- 36°02′37″N 138°13′38″E﻿ / ﻿36.04361°N 138.22722°E
- Type: settlement
- Periods: Jōmon period
- Location: Chino, Nagano, Japan
- Region: Chūbu region

Site notes
- Elevation: 975 m (3,199 ft)
- Area: 23,629 m^{2} (254,340 sq ft)
- Public access: Yes (no public facilities)

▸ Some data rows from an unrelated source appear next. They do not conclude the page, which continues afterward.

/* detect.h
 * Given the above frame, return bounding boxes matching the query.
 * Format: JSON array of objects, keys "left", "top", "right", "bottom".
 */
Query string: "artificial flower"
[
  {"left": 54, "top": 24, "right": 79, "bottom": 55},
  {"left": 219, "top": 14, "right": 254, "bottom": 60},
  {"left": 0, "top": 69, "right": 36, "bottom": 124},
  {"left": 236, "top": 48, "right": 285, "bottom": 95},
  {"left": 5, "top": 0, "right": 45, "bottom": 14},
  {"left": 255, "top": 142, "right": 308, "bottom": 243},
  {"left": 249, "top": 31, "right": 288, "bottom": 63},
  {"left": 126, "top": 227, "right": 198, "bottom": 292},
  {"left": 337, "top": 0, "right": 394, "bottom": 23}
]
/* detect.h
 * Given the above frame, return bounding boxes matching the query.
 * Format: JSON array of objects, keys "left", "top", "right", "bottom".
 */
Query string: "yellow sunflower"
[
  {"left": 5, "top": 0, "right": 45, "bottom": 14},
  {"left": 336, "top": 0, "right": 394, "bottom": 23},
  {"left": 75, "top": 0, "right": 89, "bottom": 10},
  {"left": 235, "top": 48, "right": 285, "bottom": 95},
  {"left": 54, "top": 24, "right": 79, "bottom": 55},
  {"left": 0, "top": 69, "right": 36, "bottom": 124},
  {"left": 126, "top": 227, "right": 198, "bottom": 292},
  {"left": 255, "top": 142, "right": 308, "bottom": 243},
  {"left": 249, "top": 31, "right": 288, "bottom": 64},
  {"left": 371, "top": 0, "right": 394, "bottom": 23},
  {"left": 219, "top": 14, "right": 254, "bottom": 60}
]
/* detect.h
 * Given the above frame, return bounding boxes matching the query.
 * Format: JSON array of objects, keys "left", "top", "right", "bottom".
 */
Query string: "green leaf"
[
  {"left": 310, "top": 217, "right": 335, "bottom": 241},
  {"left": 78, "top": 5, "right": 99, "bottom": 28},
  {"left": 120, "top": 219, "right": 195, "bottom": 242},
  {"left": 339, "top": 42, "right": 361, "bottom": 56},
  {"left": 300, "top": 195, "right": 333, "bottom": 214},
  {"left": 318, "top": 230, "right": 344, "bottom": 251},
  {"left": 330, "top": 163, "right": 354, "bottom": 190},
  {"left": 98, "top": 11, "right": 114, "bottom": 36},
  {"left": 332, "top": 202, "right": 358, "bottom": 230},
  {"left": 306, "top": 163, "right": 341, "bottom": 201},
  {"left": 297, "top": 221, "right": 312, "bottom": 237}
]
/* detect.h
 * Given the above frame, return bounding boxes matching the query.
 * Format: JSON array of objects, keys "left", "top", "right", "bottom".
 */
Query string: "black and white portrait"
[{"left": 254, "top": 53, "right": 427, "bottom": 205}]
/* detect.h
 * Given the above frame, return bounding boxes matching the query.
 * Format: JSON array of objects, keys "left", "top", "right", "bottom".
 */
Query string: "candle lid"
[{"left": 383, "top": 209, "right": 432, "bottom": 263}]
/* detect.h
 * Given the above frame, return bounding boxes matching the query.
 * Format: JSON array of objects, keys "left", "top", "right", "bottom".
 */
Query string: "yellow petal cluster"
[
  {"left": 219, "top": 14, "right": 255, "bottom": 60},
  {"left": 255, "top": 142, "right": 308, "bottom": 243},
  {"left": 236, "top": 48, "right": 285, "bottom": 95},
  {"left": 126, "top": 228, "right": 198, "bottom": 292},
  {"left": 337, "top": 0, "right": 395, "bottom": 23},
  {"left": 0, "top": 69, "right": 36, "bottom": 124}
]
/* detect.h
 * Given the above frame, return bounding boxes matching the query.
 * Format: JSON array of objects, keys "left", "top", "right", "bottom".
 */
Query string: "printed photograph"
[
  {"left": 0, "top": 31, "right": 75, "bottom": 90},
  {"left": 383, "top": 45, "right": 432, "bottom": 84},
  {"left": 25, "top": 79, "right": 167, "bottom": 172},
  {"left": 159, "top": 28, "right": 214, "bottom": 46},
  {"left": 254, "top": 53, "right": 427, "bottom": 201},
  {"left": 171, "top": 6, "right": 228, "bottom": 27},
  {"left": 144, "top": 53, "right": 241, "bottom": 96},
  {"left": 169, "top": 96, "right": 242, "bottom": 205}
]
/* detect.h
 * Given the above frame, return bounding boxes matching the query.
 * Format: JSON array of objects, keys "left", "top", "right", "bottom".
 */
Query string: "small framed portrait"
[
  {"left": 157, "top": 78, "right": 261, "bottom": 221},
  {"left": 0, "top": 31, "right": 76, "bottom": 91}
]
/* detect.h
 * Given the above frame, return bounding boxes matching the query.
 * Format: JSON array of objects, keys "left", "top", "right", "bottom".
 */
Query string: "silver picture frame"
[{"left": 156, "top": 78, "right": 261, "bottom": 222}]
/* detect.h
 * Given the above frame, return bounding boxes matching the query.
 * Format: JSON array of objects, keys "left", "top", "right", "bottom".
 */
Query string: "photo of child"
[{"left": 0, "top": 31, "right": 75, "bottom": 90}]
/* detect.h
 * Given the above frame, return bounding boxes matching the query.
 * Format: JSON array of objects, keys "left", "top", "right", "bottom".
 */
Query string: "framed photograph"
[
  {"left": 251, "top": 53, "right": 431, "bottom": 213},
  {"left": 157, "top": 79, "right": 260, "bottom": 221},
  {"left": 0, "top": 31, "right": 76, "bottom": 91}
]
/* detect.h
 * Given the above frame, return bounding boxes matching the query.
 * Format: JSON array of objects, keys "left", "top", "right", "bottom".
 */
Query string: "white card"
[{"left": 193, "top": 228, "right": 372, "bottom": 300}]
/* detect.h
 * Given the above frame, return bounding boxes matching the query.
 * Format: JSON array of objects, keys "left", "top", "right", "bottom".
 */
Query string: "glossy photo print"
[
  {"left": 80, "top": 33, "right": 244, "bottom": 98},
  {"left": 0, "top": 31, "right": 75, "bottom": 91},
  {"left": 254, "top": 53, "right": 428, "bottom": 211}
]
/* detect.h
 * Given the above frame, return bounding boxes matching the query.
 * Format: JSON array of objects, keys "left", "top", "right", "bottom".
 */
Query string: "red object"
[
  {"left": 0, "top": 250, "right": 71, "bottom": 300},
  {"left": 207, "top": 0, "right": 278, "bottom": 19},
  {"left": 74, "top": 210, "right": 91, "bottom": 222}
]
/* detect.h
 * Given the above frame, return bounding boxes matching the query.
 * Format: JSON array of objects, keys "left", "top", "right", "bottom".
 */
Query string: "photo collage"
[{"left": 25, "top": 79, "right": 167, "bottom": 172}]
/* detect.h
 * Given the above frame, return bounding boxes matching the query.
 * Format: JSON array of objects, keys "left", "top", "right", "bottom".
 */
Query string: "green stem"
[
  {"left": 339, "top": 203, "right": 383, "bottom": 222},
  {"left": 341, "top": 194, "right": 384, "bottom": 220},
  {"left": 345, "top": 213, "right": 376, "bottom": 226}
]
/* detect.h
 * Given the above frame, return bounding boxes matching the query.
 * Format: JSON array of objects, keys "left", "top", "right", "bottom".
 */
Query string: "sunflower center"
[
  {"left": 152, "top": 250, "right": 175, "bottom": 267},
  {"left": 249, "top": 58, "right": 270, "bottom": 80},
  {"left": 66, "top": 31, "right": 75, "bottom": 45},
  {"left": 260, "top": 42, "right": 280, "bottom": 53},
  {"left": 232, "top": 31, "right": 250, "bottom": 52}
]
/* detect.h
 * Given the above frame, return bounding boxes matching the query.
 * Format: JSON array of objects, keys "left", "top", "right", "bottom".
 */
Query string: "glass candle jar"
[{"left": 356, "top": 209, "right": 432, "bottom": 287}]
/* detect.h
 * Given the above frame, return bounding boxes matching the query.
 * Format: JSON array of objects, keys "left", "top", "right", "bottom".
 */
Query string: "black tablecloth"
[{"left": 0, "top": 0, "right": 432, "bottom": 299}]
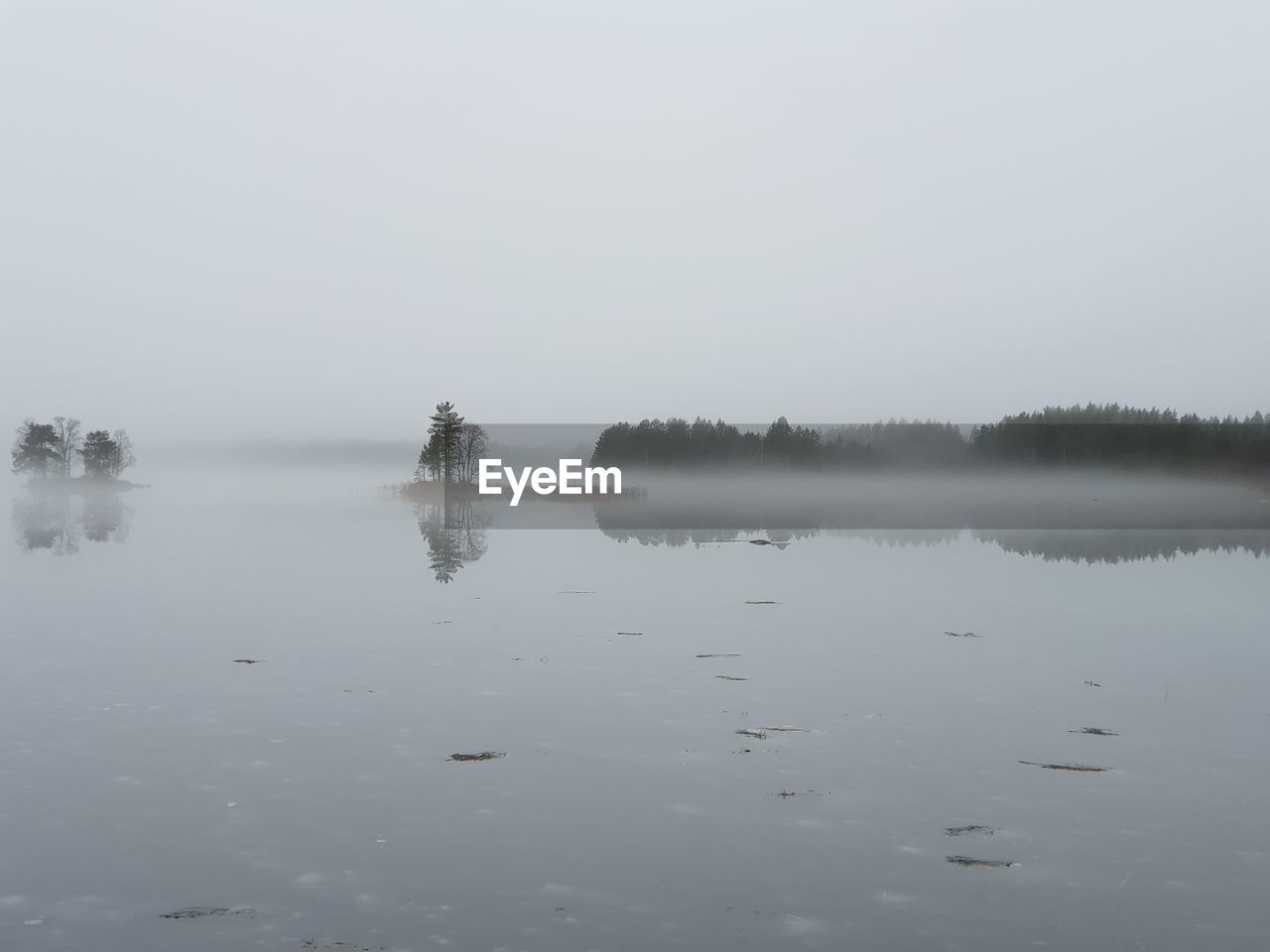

= Uenodan stone age ruins =

Archaeological site in Japan

The Uenodan stone age ruins (上之段石器時代遺跡, Uenodan sekki jidai iseki) is an archaeological site containing the ruins of a Jōmon period settlement located in the Kitayama-Yukawa neighborhood of the city of Chino, Nagano in the Chūbu region of Japan. The site was designated a National Historic Site of Japan in 1942.

==Overview==
The Uenodan site is located at the foot of Mount Yatsugatake at an elevation of 975 meters, and covers 23,629 square meters. It is located at the entrance to the Wada Pass as the Hoshikuso Pass obsidian mine site, which was one of the leading sources of obsidian during the Jōmon period. The site was first excavated in 1936 and was artifacts dating from the early, middle, late and final Jōmon period, Yayoi period and early Heian period were found, indicating continuous occupation over a period of several thousand years. The foundations of a pit dwelling with cobblestone floor and a stone-lined hearth, along with numerous pottery shards of all periods were discovered.

The site is approximately 20 minutes by car from Chino Station on the JR East Chūō Main Line.